Здесь тоже можно видеть склонившихся людей, с той разницей, что перегнулись они не в одну сторону, а друг к другу. Поднимают по первой стопке — откидываются, восклицают:

— Ну, будь здоров!

— Твое здоровье!

Наливают по второй, уже придвинувшись друг к другу поближе. Наливают по третьей — перед тем как выпить, поцелуются, поведают, как сильно стосковались друг по дружке. А уж когда приступают к следующей, то забывают про тех, по кому так соскучились, и лишь шарят глазами по дальним столикам в надежде побеседовать с другими, причем, не подходя к ним, а прямо с места, издалека. Вот и получается, что и водка рождает братство.

В корчмах стоит гул, слышится звон бутылок и шкаликов; осоловевшие люди горланят, не в силах размежить отяжелевшие веки; гудит ни в чем не повинный стол под ударами огромного кулака — это охмелевший смельчак во всеуслышанье заявляет, что никого на свете не боится и может влепить затрещину самому уряднику!

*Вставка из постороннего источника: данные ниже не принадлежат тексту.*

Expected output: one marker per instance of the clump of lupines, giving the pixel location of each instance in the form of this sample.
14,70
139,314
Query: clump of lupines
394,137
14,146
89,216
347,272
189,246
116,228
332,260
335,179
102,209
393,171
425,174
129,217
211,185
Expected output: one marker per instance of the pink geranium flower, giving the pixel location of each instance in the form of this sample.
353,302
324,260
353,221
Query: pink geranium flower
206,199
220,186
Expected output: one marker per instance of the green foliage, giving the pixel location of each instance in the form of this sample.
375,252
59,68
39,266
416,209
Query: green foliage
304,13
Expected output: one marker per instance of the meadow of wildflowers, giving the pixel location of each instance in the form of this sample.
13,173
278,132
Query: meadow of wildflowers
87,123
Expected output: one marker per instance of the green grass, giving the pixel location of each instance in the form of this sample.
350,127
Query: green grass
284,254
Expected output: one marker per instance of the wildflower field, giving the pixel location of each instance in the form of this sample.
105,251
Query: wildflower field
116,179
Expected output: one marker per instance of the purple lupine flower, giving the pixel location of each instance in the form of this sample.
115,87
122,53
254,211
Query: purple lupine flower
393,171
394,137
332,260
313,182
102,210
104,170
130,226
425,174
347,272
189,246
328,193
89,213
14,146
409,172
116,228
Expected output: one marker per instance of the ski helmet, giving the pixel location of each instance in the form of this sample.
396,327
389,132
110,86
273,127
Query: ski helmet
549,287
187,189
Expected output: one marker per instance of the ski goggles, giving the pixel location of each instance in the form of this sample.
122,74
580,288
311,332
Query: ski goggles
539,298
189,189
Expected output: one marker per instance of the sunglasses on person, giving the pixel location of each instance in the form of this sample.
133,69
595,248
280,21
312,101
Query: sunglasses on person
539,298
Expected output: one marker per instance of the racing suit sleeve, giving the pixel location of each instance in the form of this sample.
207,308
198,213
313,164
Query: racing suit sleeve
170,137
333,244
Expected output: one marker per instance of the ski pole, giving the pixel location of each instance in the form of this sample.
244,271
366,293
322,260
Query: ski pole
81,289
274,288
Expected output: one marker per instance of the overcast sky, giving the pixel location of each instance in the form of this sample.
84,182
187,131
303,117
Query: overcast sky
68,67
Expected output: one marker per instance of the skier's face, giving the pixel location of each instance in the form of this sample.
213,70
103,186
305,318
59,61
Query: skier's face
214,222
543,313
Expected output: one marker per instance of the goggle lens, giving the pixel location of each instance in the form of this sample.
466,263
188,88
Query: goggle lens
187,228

Табачный дым, винные пары, выдыхаемый людьми углекислый газ почти целиком вытеснили кислород, и керосиновые лампы в темных каморках мерцают еле-еле, напоминая волчьи глаза, Человек, вошедший с улицы, с трудом переводит дух, а побыв недолго, хмелеет и после одного глотка. А что уж говорить о выпивохах, у которых с самого завтрака крошки во рту не было и которым к тому же пришлось три часа стоять в костеле. Ведь выпив тут целую кварту, они смогли закусить ее лишь ломтиком хлеба, а это им на один зуб — вот и упиваются в доску и тонут в этом винном, шумном аду, оглашая его нечеловечески громкими криками.

Неужели это те самые люди, которые так слаженно и умильно распевали во весь голос священные песни? Да, они самые.

В дальнем конце корчмы мужчины особенно густо, как пчелы — соты, облепили стол. Их взгляды прикованы к одному существу, с ним все разговаривают наперебой.

— Гейшене, а Гейшене! Послушай, что я тебе скажу…

— Гейшене, мы все за тебя горой!..

— Ух, и хороша ты, а уж сильна… железо, не баба… полдома твои, а родня не дает ничего… Ну, что тебе сегодня перед костелом на дорожку дали?